Clapper in Data Breach Cases

To date, virtually every defendant asserting a Clapper-based motion to dismiss in data security breach cases has been successful. District courts ruling otherwise are few and far between:

  • The Southern District of California, in a class action arising out of the 2011 Sony PlayStation network breach, In re Sony Gaming Networks & Customer Data Security Breach Litigation held that plaintiffs had standing merely because their information had been wrongfully disclosed without any allegation that their information had actually been misused.
  • The Northern District of California followed suit in In re Adobe Systems, Inc. Privacy Litigationholding that plaintiffs had standing to bring claims against Adobe arising from a massive 2013 breach, even though they could not allege actual misuse of their stolen personal information.
  • The Minnesota district court in In re Target Corporation Customer Data Security Breach Litigation limited Clapper’s applicability when it allowed various consumer claims to survive Target’s motion to dismiss, finding that plaintiffs had an alleged injury in the form of “unlawful charges, restricted or blocked access to bank accounts, inability to pay other bills, and late payments charges or new card fees.”

Neiman Marcus

The Seventh Circuit’s decision in Neiman Marcus is the first federal appellate review of a data breach class action dismissed under the Clapper standing requirements. The Seventh Circuit ruled that Clapper “does not, as the district court thought, foreclose any use whatsoever of future injuries to support Article III standing.” Quoting a Clapperfootnote, the court reasoned that standing can also be established when there is a “substantial risk” of harm and plaintiffs “reasonably incur costs to mitigate or avoid that harm.”
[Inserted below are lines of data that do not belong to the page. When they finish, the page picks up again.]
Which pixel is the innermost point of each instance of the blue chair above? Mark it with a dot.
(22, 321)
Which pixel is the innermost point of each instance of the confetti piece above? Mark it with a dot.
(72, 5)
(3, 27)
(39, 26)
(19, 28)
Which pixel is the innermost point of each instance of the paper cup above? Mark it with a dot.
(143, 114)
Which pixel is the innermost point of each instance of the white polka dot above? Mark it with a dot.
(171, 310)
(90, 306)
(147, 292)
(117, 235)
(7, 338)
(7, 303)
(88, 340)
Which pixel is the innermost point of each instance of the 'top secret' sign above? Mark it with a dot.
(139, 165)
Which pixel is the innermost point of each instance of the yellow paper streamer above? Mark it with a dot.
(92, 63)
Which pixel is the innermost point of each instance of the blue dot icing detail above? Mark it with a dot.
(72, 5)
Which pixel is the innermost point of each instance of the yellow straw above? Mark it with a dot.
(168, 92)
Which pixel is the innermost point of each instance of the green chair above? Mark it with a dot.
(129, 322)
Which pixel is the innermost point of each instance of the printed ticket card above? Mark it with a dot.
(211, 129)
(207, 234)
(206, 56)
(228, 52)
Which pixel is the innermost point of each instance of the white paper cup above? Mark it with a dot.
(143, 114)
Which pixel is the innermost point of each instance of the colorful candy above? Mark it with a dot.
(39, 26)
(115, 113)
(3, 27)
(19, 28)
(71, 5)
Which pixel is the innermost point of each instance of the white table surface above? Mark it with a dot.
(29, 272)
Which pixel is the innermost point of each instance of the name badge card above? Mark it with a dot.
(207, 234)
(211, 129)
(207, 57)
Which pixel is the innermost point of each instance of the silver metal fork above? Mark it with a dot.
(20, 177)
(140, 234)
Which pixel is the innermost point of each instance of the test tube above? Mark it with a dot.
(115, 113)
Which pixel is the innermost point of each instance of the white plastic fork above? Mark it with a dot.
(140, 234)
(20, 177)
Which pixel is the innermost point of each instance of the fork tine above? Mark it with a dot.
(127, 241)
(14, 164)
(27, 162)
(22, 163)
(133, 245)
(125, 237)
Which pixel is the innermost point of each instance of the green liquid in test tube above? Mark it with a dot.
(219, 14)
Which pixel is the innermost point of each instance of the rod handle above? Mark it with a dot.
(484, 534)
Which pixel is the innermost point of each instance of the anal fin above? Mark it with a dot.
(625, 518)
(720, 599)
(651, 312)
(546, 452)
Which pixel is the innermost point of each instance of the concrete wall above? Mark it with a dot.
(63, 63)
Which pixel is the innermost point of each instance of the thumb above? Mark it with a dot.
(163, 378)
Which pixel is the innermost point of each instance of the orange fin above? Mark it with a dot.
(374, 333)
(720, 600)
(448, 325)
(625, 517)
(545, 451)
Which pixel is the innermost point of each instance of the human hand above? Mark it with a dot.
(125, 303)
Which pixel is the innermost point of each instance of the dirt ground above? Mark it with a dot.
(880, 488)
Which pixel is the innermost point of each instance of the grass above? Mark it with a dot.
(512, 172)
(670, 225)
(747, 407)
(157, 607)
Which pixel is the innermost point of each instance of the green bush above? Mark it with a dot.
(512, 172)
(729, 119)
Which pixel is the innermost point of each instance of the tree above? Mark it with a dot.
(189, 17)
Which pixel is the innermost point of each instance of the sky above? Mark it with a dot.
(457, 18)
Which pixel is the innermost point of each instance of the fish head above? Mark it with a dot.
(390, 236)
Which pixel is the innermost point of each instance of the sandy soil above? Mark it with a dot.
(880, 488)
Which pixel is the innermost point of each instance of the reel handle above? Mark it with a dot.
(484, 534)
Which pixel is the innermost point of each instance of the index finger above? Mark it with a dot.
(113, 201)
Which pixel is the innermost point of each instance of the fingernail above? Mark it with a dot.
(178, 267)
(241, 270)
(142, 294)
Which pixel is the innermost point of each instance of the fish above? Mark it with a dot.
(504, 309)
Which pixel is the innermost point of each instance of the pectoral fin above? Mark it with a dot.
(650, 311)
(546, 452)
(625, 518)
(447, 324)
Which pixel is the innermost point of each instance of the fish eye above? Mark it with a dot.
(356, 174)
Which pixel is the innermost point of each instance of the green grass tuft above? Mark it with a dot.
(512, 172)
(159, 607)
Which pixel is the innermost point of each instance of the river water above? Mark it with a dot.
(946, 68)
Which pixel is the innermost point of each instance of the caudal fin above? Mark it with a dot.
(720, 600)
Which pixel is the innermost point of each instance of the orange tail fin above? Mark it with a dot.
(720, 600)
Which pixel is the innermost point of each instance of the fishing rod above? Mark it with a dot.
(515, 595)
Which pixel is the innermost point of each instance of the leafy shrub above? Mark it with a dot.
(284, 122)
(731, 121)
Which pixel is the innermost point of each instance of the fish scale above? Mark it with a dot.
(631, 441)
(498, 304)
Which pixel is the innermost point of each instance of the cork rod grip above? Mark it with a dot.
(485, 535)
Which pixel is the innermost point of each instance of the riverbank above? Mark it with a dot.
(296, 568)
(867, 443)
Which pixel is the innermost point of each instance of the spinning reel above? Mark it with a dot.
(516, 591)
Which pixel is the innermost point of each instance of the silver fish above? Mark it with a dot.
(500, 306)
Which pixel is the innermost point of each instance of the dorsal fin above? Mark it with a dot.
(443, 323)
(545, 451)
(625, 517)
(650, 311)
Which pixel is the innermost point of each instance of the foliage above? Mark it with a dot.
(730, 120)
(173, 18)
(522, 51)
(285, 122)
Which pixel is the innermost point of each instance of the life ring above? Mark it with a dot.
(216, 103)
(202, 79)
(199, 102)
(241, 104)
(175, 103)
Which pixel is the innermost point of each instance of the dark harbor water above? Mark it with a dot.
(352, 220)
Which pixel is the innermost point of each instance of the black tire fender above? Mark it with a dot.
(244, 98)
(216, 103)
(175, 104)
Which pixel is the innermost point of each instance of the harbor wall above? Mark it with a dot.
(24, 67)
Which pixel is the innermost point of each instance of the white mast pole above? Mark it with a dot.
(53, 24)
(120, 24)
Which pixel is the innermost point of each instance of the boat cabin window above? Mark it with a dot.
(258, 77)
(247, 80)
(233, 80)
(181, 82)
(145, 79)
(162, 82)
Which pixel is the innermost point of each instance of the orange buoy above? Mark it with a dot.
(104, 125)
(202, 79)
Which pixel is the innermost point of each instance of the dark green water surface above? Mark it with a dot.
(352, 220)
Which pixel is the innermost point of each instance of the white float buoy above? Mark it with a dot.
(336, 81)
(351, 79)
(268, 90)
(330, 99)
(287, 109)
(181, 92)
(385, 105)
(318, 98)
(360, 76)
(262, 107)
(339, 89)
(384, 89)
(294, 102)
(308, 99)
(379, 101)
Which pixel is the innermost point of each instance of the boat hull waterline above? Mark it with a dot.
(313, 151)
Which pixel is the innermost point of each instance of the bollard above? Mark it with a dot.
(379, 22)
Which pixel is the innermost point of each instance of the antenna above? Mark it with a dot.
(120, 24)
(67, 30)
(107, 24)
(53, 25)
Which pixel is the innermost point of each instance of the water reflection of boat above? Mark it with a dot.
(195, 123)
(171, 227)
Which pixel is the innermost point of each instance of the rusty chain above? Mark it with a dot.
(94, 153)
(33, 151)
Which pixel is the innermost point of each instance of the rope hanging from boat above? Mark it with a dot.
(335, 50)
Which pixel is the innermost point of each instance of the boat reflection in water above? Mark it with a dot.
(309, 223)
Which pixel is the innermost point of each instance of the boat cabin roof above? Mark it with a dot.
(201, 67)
According to the Seventh Circuit, Neiman Marcus customers have standing to sue because they are at substantial risk of fraudulent charges or identify theft. Victims of data breaches “should not have to wait until hackers commit identity theft or credit-card fraud.” The increased risk of future harm and harm-mitigation expenses satisfies the injury-in-fact requirement because, unlike in Clapper, the risk is not speculative.

The Seventh Circuit also found standing because some plaintiffs allegedly paid for credit monitoring services. It noted that, while harm-mitigation measures will not always qualify as an injury for purposes of standing, the purchase of credit monitoring in the context of a data breach “easily qualifies as a concrete injury” because the threatened harm of a data breach is “imminent.” In a Catch-22, the court relied on the fact that Neiman Marcus had offered one year of free credit monitoring to categorize the harm as “imminent,” therefore distinguishing the Neiman Marcus from the speculative harm in Clapper.

So, how consequential is the Seventh Circuit’s ruling? The Neiman Marcus decision is only binding precedent for courts in the Seventh Circuit, and it is a ruling on a motion to dismiss, not ultimate liability.  And the ultimate liability to consumers may not be that large.  Data breaches undoubtedly frustrate the affected individuals, but they usually occur without much quantifiable loss.  In a recent study of consumer sentiment about data breaches, three quarters of consumers whose information had been compromised described the experience as “stressful,” and 45 percent were very or extremely concerned about suffering identity theft. Yet 81 percent had no out-of-pocket expenses from the breach. Those who did averaged just $38. Fifty-five percent reported doing nothing independently, post-breach, to protect themselves from ensuing identity theft. Only 5 percent paid a service provider to monitor their credit reports, and only 1 percent hired a lawyer to sue the breached company.

But the significance of Neiman Marcus has less to do with plaintiffs’ damages and much more to do with the cost of litigation, and ultimately the cost of cyber insurance. If other courts follow the Seventh Circuit’s lead, data breach claims will more likely survive motions to dismiss, subjecting breached organizations and their cyber insurers to the expense of full-blown discovery. And unlike identity theft, there’s nothing speculative about e-discovery costs.